Mr Verloc answered with some surprise that he was not aware of having anything special to say. He had been summoned by a letter. And he plunged his hand busily into the side pocket of his overcoat, but before the mocking, cynical watchfulness of Mr Vladimir, concluded to leave it there.

`Bah!' said the latter. `What do you mean by getting out of condition like this? You haven't got even the physique of your profession. You - a member of a starving proletariat - never! You - a desperate socialist or anarchist - which is it?'

`Anarchist,' stated Mr Verloc in a deadened tone.

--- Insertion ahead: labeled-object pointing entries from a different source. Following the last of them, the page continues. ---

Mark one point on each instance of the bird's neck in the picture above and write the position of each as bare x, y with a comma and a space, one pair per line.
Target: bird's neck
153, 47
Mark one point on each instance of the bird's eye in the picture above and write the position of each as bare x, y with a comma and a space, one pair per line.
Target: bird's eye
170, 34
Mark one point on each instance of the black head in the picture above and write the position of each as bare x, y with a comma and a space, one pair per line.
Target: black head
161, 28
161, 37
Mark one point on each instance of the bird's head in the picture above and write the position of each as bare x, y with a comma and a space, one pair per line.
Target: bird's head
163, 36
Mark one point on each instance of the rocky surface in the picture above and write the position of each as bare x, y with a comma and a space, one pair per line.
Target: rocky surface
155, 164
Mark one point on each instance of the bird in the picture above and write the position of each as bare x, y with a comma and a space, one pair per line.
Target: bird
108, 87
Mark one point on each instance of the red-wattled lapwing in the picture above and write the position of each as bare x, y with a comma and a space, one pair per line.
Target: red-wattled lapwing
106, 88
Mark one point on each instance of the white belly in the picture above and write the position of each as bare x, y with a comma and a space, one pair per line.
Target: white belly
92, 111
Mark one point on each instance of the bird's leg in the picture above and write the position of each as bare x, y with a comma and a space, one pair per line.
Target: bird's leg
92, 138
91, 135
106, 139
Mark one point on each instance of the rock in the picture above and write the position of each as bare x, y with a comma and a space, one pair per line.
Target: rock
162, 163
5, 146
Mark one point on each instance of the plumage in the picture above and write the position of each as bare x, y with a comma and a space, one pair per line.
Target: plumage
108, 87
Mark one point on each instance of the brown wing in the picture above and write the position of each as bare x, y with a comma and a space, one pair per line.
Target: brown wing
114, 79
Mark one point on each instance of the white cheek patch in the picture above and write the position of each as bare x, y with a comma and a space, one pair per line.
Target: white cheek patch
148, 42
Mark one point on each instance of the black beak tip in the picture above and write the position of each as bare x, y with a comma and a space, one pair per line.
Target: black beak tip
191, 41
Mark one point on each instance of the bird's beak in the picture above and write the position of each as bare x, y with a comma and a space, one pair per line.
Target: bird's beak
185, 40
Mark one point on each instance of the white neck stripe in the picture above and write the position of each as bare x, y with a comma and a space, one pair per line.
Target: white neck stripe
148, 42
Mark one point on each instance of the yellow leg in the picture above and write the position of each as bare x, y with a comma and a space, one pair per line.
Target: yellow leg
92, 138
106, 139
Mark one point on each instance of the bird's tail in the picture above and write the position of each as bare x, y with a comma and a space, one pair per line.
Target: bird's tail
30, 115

`Bosh!' went on Mr Vladimir, without raising his voice. `You startled old Wurmt himself. You wouldn't deceive an idiot. They all are that by-the-by, but you seem to me simply impossible. So you began your connection with us by stealing the French gun designs. And you got yourself caught. That must have been very disagreeable to our Government. You don't seem to be very smart.'

Mr Verloc tried to exculpate himself huskily.

`As I've had occasion to observe before, a fatal infatuation for an unworthy...'

Mr Vladimir raised a large, white, plump hand.

`Ah, yes. The unlucky attachment - of your youth. She got hold of the money, and then sold you to the police - eh?'

The doleful change in Mr Verloc's physiognomy, the momentary drooping of his whole person, confessed that such was the regrettable case. Mr Vladimir's hand clasped the ankle reposing on his knee. The sock was of dark blue silk.

`You see, that was not very clever of you. Perhaps you are too susceptible.'

Mr Verloc intimated in a throaty, veiled murmur that he was no longer young.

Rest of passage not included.